Investors slashed equity holdings in August and boosted cash levels to their highest since March 2009 as concerns about a global economic slowdown and the euro zone debt crisis drove an exodus from riskier assets, a survey showed on Tuesday.
The monthly global fund managers' survey from Bank of America-Merrill Lynch showed a net 2 percent of respondents were overweight equities this month compared with 35 percent in July and an all-time peak of 67 points in February.
The figure shows the difference between overweight and underweight positions.
The survey of 176 participants with assets of $551 billion also showed cash allocations doubled to a net 38 percent overweight from 15 percent, posting the biggest monthly rise after August 2007.
Bond allocations moved to a net 33 percent underweight from 45 percent, coming closer to the long-run average of net 34 percent underweight.
The survey was polled between August 5-11, around the time when world stocks <.MIWD00000PUS> posted their biggest weekly loss since November 2008. A net 29 percent of respondents now think a recession is likely, up from 13 percent in July.
It's pretty straightforward given what we've seen.

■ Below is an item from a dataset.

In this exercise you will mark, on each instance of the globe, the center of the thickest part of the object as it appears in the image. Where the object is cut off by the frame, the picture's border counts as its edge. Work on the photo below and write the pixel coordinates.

We have seen recession fears jump and cash levels surged, said Patrik Schowitz, European equity strategist at BofA Merrill Lynch.
People are already negative and a lot of bad news is priced in. It's a clear buy signal but it's a bit too optimistic to say we will go back to where we were. We might see a rally but we do think it will be capped.
Cash balances spiked to 5.2 percent -- their highest since March 2009 -- from 4.1 percent, above the BofA's contrarian buy signal threshold of 4.5 percent.
Global equities have on average rallied 5.9 percent over the next four weeks after rising above this threshold. The reading hit 5.5 percent in December 2008.
A net 48 percent of respondents said equities were undervalued, the record in the survey's history.
Hedge funds reduced their gearing levels. The ratio of their gross assets relative to capital fell to 1.43 from 1.50 last month. Their net exposure to equity markets -- measured as long minus short as a percentage of capital -- rose to 33 percent from 31 percent.
Emerging markets were the only favored region, with a net 27 percent of investors overweight. U.S. equity positions saw the sharpest fall ever, with investors turning a net 1 percent underweight from a net 23 percent overweight in July.